B.A., Louisiana State University (Baton Rouge); M.A., University of Texas (Austin); Ph.D., University of California (Berkeley)
Assistant Professor of Art
Art historian focusing on cross-cultural connections in the ancient Mediterranean
One misconception about conducting research around the Mediterranean is that the weather will always be nice. In fact, snow does fall in Morocco, and, on deceptively beautiful springtime days in Provence, the fierce Mistral wind can freeze your fingers numb. Visiting these regions is, nonetheless, the best way to study the ancient Roman world. Rome itself constituted only a small part of an empire stretching from Britain to Tunisia and from Morocco to Iraq. Traditionally, however, this one city has dominated Roman Studies. In my research and teaching, I aim to bring provincial communities into sharper focus and to re-envision the empire from their perspective.
Many of my research ideas come from the classroom, and I take pleasure in introducing students to a broad range of ancient cultures. My lecture courses on Roman, Greek, Celtic, Etruscan, and Near Eastern art and architecture emphasize cross-cultural exchange. My advanced seminars often cut across regional boundaries. Ancient Palaces and Villas (Arth 302), for example, develops a comparative analysis of Persian, Mesopotamian, Greek, and Roman royal art and architecture. Antiquities Today (Arth 373), constructs an historical frame around current repatriation, conservation, and acquisition debates. For all of these courses, I plan field trips to local museums and rare book collections, including Wellesley’s Davis Museum and Clapp Library Special Collections, as well as the Museum of Fine Arts in Boston and the Metropolitan Museum of Art in New York City.

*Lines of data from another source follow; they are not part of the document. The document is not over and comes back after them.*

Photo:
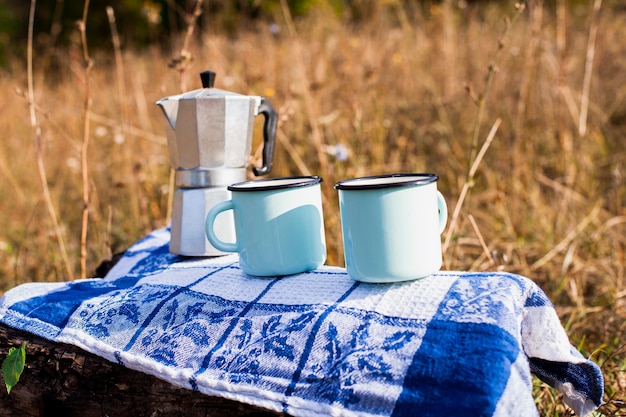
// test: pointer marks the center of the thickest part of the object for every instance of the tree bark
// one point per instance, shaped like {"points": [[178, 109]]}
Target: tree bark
{"points": [[64, 380]]}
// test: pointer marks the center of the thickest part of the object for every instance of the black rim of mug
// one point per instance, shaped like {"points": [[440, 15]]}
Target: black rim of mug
{"points": [[357, 183], [275, 183]]}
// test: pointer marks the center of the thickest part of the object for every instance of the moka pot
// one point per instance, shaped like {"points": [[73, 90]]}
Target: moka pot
{"points": [[209, 136]]}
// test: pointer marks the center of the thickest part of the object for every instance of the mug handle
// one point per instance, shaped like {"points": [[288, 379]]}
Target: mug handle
{"points": [[443, 212], [210, 231]]}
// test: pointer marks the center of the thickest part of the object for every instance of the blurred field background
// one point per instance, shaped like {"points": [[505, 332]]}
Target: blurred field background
{"points": [[519, 108]]}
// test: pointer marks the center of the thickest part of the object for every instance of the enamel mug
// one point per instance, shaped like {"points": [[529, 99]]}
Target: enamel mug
{"points": [[279, 225], [391, 226]]}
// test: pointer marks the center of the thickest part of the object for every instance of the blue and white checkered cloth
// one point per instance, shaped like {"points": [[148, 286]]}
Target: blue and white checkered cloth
{"points": [[318, 343]]}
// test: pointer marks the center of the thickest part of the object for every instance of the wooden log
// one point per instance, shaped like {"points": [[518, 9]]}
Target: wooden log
{"points": [[64, 380]]}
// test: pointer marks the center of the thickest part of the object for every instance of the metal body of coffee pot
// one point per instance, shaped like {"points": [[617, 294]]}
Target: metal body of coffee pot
{"points": [[209, 136]]}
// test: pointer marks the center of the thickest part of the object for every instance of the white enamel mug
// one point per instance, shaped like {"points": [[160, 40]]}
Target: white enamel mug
{"points": [[391, 226]]}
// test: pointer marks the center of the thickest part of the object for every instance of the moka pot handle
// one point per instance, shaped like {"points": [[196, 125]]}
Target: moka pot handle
{"points": [[269, 136]]}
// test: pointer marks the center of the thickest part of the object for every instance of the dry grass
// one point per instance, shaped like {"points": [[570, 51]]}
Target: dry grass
{"points": [[410, 91]]}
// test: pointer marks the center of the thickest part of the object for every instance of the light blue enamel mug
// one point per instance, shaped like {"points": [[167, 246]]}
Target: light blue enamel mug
{"points": [[391, 226], [279, 225]]}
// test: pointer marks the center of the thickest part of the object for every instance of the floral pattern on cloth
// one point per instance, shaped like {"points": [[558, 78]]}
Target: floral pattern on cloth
{"points": [[317, 343]]}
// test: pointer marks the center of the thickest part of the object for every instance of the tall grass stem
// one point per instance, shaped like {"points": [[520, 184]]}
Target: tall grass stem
{"points": [[468, 184], [38, 146], [591, 48]]}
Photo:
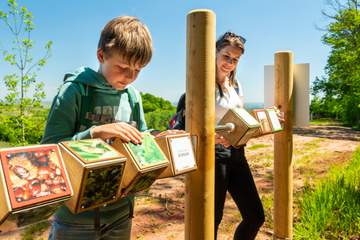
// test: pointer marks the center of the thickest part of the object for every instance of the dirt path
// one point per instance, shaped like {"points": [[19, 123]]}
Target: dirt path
{"points": [[159, 213]]}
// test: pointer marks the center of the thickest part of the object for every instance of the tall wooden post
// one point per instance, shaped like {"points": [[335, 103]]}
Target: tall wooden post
{"points": [[200, 121], [283, 143]]}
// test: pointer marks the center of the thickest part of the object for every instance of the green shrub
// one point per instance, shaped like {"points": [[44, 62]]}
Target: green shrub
{"points": [[332, 209]]}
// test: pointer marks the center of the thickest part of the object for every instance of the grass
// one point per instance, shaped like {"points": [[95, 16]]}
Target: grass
{"points": [[325, 122], [332, 209], [34, 230], [4, 144]]}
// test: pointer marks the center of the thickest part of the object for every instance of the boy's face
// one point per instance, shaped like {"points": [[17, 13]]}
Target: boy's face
{"points": [[117, 72]]}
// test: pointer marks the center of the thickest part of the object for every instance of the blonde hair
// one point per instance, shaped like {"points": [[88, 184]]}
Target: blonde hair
{"points": [[128, 37], [231, 39]]}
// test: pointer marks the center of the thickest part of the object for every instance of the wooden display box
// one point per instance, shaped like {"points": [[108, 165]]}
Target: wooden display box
{"points": [[33, 183], [145, 162], [95, 169], [246, 126], [179, 150], [269, 122]]}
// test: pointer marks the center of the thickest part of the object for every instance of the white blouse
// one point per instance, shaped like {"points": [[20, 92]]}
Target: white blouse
{"points": [[230, 99]]}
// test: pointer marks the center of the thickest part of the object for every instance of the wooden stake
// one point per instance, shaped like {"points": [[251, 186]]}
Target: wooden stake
{"points": [[200, 121], [283, 144]]}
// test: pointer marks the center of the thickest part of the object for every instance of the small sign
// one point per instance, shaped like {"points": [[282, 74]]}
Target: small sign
{"points": [[182, 153], [276, 125], [250, 120], [263, 120]]}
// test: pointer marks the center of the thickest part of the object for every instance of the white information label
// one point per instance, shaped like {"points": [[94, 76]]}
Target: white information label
{"points": [[250, 120], [182, 152], [274, 120]]}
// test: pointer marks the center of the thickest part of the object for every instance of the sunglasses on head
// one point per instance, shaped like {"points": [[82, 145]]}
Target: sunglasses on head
{"points": [[233, 35]]}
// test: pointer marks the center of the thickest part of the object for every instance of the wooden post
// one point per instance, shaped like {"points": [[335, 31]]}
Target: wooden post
{"points": [[283, 143], [200, 121]]}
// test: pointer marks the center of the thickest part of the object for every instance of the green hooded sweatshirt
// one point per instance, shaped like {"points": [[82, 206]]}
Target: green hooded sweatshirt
{"points": [[85, 100]]}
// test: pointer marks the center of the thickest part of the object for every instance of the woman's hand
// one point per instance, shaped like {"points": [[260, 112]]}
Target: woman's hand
{"points": [[121, 130], [219, 139], [169, 132]]}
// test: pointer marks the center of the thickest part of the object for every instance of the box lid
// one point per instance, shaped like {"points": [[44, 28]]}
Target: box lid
{"points": [[92, 150], [274, 120], [147, 154], [246, 117]]}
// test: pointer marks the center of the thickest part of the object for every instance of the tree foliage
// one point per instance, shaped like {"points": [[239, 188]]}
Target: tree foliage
{"points": [[158, 111], [338, 93], [24, 91]]}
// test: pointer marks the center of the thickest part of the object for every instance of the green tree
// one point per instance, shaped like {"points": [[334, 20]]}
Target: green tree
{"points": [[24, 91], [339, 91], [158, 111], [152, 103]]}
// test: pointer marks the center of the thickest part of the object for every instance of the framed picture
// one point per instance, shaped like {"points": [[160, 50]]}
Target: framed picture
{"points": [[34, 175]]}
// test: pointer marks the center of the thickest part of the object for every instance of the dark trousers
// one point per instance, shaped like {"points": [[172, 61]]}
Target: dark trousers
{"points": [[232, 173]]}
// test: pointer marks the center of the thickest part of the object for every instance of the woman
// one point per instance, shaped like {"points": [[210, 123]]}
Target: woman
{"points": [[232, 172]]}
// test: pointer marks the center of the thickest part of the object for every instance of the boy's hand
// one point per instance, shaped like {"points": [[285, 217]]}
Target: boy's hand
{"points": [[120, 130], [219, 139]]}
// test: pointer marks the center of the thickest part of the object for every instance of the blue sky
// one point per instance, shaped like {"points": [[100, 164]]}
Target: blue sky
{"points": [[268, 26]]}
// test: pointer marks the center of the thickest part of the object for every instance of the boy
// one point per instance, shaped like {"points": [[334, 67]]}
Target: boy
{"points": [[99, 104]]}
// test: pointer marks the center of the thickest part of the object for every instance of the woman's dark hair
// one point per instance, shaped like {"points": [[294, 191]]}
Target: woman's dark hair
{"points": [[231, 39]]}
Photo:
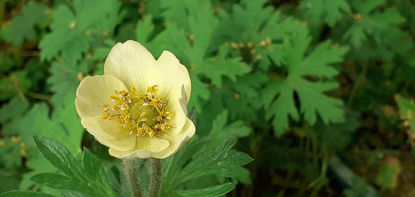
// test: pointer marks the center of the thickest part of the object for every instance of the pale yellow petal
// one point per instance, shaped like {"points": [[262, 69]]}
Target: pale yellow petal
{"points": [[130, 62], [145, 147], [94, 92], [170, 74], [177, 104], [176, 139], [109, 133]]}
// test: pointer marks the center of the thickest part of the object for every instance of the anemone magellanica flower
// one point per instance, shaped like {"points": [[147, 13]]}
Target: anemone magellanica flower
{"points": [[138, 107]]}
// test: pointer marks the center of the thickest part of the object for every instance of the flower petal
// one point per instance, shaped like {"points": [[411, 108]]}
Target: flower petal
{"points": [[134, 65], [109, 133], [130, 62], [177, 104], [145, 147], [94, 92], [176, 139], [170, 74]]}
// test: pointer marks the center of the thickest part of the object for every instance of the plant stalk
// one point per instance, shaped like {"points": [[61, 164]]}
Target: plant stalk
{"points": [[132, 178], [156, 177]]}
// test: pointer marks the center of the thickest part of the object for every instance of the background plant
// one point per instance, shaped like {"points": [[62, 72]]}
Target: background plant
{"points": [[310, 87]]}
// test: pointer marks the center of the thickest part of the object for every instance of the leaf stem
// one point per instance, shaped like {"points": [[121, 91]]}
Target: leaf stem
{"points": [[132, 180], [156, 166]]}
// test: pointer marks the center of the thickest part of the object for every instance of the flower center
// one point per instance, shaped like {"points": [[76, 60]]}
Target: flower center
{"points": [[142, 114]]}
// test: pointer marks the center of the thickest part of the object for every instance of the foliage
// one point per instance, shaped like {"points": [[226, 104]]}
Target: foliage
{"points": [[279, 88]]}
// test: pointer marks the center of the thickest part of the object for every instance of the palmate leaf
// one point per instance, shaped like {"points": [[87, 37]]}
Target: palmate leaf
{"points": [[407, 111], [88, 179], [327, 11], [191, 44], [311, 94], [200, 158], [88, 20], [63, 126], [377, 31], [22, 26]]}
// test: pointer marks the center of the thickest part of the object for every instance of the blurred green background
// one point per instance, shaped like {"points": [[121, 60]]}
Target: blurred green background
{"points": [[319, 92]]}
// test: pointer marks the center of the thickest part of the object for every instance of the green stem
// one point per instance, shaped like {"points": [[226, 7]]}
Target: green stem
{"points": [[156, 177], [132, 180], [360, 80]]}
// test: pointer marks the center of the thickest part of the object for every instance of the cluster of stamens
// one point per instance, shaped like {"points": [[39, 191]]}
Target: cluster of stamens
{"points": [[139, 113]]}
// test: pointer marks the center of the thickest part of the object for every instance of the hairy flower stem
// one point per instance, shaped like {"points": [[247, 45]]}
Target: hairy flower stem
{"points": [[156, 177], [132, 178]]}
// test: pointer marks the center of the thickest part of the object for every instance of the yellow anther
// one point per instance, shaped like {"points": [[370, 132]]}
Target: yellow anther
{"points": [[142, 114]]}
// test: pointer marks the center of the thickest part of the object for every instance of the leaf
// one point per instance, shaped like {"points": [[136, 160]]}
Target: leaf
{"points": [[59, 156], [407, 111], [89, 179], [200, 158], [88, 20], [301, 66], [327, 11], [218, 190], [14, 109], [17, 193], [376, 31], [389, 172], [22, 26], [221, 130]]}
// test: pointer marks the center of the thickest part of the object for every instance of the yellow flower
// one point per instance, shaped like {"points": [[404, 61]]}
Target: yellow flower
{"points": [[138, 107]]}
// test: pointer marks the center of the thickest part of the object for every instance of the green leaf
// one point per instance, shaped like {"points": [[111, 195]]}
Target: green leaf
{"points": [[13, 109], [88, 20], [200, 158], [389, 172], [24, 194], [221, 130], [301, 66], [22, 26], [89, 179], [407, 111], [59, 156], [217, 190]]}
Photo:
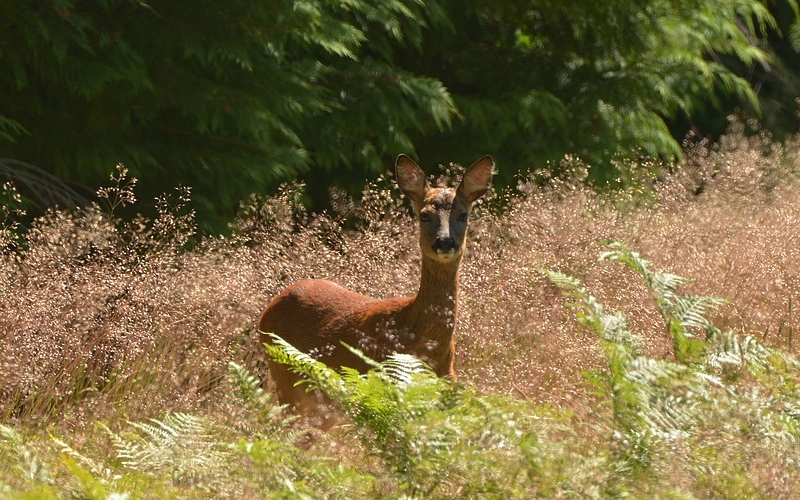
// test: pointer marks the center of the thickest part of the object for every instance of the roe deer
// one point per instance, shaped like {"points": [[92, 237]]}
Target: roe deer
{"points": [[316, 316]]}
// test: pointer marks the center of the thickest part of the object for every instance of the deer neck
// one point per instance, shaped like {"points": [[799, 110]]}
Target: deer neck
{"points": [[433, 309]]}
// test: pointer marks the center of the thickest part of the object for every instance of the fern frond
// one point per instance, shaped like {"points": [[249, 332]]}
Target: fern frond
{"points": [[248, 386], [179, 445], [319, 375]]}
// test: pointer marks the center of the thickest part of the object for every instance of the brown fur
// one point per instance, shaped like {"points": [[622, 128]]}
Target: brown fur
{"points": [[317, 316]]}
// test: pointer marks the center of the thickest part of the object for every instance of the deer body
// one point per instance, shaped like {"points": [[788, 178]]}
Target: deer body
{"points": [[317, 316]]}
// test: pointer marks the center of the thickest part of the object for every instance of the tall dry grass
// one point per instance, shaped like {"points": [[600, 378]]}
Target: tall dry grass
{"points": [[102, 316]]}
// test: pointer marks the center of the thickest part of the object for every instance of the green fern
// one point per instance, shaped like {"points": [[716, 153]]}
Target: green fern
{"points": [[180, 446]]}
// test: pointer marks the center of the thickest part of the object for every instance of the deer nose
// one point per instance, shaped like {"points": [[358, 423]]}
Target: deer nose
{"points": [[445, 245]]}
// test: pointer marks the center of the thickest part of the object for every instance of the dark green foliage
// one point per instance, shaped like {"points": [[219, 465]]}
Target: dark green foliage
{"points": [[222, 97], [232, 98], [535, 81]]}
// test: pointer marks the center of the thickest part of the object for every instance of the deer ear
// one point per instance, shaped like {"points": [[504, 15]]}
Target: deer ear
{"points": [[411, 179], [477, 179]]}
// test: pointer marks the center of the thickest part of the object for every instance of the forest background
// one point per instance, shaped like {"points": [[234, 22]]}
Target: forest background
{"points": [[234, 98]]}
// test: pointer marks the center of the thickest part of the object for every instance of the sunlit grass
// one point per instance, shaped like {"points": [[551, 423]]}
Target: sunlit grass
{"points": [[119, 323]]}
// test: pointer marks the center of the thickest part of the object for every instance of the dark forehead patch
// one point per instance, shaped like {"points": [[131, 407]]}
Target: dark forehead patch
{"points": [[440, 199]]}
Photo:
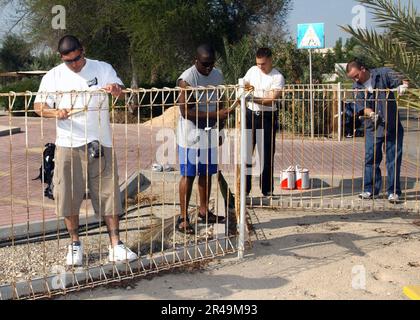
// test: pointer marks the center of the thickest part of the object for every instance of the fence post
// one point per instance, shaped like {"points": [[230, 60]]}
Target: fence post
{"points": [[241, 242], [340, 124]]}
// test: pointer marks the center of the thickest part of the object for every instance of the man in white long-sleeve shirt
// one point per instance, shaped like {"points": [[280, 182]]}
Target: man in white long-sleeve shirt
{"points": [[267, 83]]}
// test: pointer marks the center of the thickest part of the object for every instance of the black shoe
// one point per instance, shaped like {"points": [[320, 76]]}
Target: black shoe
{"points": [[211, 218], [186, 228]]}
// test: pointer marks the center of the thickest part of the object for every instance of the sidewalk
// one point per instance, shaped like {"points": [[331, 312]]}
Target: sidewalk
{"points": [[297, 255], [22, 200]]}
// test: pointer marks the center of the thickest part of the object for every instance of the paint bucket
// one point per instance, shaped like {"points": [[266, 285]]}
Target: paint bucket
{"points": [[288, 179], [302, 178]]}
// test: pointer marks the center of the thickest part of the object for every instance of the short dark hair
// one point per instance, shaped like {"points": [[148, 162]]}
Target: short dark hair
{"points": [[264, 53], [69, 44], [206, 49], [355, 63]]}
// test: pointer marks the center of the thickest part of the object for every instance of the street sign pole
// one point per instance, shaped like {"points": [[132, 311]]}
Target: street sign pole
{"points": [[311, 36], [311, 98]]}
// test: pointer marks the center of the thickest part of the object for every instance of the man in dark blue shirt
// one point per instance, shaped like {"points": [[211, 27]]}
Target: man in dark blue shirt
{"points": [[383, 125]]}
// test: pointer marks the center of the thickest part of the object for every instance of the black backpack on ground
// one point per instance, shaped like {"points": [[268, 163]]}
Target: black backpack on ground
{"points": [[48, 172]]}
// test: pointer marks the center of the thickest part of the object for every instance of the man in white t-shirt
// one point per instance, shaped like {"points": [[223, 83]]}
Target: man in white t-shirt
{"points": [[197, 144], [84, 144], [267, 84]]}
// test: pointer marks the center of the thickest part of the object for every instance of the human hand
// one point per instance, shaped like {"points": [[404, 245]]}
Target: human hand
{"points": [[224, 113], [62, 114], [248, 87], [114, 89], [402, 89]]}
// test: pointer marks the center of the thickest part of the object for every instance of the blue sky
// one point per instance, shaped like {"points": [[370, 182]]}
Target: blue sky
{"points": [[331, 12]]}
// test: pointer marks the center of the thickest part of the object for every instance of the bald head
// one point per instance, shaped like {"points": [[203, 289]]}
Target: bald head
{"points": [[69, 44], [205, 51]]}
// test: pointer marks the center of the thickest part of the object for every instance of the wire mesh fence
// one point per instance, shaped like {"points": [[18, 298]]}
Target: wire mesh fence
{"points": [[153, 139]]}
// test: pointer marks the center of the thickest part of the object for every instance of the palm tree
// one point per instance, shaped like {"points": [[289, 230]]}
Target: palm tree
{"points": [[398, 47]]}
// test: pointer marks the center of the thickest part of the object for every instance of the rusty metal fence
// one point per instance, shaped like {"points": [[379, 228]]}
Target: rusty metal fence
{"points": [[328, 172], [146, 139]]}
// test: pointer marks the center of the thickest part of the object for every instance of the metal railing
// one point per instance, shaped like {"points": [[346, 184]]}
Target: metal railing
{"points": [[146, 139]]}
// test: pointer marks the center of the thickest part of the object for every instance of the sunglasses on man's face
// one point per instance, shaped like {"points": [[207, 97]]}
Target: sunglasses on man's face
{"points": [[74, 60], [206, 64]]}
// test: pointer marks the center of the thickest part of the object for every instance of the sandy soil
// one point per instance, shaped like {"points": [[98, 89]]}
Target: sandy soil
{"points": [[298, 255]]}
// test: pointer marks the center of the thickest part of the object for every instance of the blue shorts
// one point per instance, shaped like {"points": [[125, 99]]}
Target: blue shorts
{"points": [[194, 162]]}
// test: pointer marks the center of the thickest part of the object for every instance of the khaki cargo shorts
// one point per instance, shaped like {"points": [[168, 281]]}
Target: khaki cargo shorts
{"points": [[71, 166]]}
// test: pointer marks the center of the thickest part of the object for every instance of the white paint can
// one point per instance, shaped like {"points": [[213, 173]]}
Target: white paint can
{"points": [[288, 179], [302, 179]]}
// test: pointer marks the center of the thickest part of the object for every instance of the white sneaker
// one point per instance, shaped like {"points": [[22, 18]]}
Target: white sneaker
{"points": [[121, 253], [74, 255], [393, 197], [365, 195]]}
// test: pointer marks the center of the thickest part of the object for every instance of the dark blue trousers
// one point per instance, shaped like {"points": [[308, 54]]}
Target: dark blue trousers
{"points": [[393, 144]]}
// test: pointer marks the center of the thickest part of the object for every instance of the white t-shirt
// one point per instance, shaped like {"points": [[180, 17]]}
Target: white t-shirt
{"points": [[263, 85], [188, 133], [83, 127], [368, 85]]}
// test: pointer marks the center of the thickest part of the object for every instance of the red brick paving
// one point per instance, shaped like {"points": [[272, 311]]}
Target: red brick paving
{"points": [[324, 157]]}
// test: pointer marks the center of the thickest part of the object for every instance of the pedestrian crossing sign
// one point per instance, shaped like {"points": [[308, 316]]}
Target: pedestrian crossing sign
{"points": [[311, 36]]}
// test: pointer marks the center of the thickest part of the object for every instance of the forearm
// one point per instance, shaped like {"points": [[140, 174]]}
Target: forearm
{"points": [[263, 101], [46, 112], [43, 110], [193, 115]]}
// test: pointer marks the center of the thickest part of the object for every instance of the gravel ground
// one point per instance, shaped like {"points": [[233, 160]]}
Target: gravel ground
{"points": [[141, 230]]}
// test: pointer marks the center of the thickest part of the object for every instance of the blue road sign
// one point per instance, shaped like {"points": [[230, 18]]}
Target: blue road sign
{"points": [[311, 36]]}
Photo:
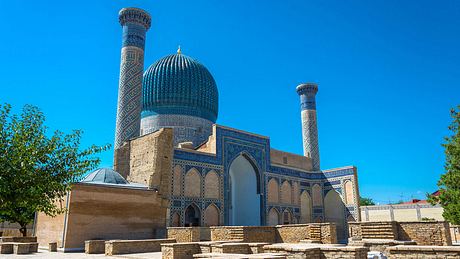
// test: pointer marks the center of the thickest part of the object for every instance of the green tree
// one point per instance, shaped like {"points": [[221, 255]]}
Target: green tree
{"points": [[37, 170], [449, 184], [366, 201]]}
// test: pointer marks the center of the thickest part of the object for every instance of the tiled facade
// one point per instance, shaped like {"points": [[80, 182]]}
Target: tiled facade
{"points": [[135, 23], [204, 181], [280, 186]]}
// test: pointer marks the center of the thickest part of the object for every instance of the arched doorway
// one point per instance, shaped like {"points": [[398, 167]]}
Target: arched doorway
{"points": [[244, 194], [335, 212], [305, 207], [192, 216], [287, 217]]}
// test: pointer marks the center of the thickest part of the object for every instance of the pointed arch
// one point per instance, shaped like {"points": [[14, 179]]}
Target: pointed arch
{"points": [[317, 196], [175, 220], [273, 217], [212, 185], [192, 186], [192, 216], [211, 216], [245, 202], [286, 191], [254, 165], [349, 195], [305, 207], [273, 191], [334, 211], [295, 193], [177, 180], [287, 217]]}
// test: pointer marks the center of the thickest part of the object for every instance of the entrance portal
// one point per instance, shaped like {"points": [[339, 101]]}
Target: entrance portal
{"points": [[244, 195]]}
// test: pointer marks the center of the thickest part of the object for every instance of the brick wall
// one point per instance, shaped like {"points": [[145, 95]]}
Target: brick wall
{"points": [[422, 232], [425, 233], [185, 234], [179, 250], [426, 252], [328, 233], [292, 233], [151, 160], [260, 234], [115, 247], [276, 234]]}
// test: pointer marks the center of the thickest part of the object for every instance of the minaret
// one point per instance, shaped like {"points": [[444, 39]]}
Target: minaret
{"points": [[307, 94], [135, 23]]}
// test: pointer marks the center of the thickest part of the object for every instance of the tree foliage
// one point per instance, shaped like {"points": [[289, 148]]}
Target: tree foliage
{"points": [[449, 184], [366, 201], [37, 170]]}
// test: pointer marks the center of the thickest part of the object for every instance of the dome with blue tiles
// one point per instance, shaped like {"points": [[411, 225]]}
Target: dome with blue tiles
{"points": [[104, 176], [178, 84]]}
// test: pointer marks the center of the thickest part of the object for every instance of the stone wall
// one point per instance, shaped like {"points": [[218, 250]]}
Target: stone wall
{"points": [[12, 229], [50, 229], [422, 232], [426, 252], [244, 233], [179, 250], [292, 233], [276, 234], [185, 234], [103, 212], [425, 233], [151, 160], [323, 252], [328, 233], [401, 212], [260, 234], [116, 247]]}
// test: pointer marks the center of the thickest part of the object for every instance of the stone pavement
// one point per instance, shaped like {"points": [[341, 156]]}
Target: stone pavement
{"points": [[44, 254]]}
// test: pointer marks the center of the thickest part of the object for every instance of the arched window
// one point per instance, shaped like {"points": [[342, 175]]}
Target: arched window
{"points": [[211, 216], [273, 191], [286, 190], [175, 220], [192, 186], [349, 197], [192, 216], [211, 185], [317, 196], [177, 181], [287, 217]]}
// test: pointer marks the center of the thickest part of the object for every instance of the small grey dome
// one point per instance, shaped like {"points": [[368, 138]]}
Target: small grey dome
{"points": [[104, 175]]}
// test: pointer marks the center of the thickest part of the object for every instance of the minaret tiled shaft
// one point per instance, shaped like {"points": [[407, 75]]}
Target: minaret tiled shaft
{"points": [[307, 93], [135, 23]]}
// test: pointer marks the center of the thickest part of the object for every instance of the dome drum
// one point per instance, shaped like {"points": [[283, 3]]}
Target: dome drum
{"points": [[179, 93]]}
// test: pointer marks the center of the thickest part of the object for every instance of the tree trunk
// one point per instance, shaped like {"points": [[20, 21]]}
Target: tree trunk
{"points": [[23, 230]]}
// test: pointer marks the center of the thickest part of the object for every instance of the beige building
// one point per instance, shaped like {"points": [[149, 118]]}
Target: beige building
{"points": [[407, 212]]}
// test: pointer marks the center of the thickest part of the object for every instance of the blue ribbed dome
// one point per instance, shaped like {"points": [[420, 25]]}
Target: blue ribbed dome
{"points": [[178, 84]]}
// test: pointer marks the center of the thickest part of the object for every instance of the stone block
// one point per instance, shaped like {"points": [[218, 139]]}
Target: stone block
{"points": [[20, 248], [33, 247], [115, 247], [95, 246], [52, 247], [6, 248]]}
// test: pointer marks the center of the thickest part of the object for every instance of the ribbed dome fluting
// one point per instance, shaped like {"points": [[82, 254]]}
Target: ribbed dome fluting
{"points": [[178, 84]]}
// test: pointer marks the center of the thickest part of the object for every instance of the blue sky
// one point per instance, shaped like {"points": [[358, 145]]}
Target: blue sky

My current research focuses on commemoration and the impact of empire on the art of the Roman provinces. The Getty Foundation’s three-year “Arts of Rome’s Provinces” seminar allowed me to travel with a group of international scholars to Britain (2011), Greece (2012), and the Getty Villa (2013). The seminar has produced a book proposing new approaches to the study of provincial art. My contribution, “Coins before Conquest in Celtic France: an Art Lost to Empire” publishes two overlooked coins (from Paris and ancient Brittany) at the Metropolitan Museum of Art in New York. I had the opportunity to research these coins when I held the Met’s Pat O’Connell Memorial Fellowship during my sabbatical year (2013-2014). My research on commemoration in ancient France, Germany, and Britain has appeared in the Oxford Handbook of Roman Sculpture, and I have given related talks on "Gifts for the Gods: The Art of Devotion in Roman Gaul” at the Getty Villa and on “The First Public Monument in Paris: the Pillar of the Sailors, 14-37 CE” at the 2015 AIA conference. I also enjoyed taking several groups to see the exhibit "Roman in the Provinces: Art on the Periphery of Empire," on display at the Yale University Art Gallery (Fall 2014) and the McMullen Museum of Art, Boston College (Spring 2015). Included in the exhibit were a number of artworks featuring Julia Domna, my favorite Roman empress. For the catalogue, I wrote an essay on commemorative arches in North Africa that honored her. Last year, I participated in the “Art of War” conference at Brown University, where I drew on self-representations of Celtic warriors to problematize ethnic stereotypes in Greek and Roman art. I also lectured on Palmyra at the Museum of Fine Arts, Boston. This coming year (2016-2017), I'm looking forward to giving a talk on images of Hadrian's Wall at the annual AIA conference in Toronto. That talk is based on my book project Destinations in Mind: the Art of Portraying Places on the Roman Empire's Souvenirs. While in Toronto, I will also participate in the Unlocking the Provinces conference.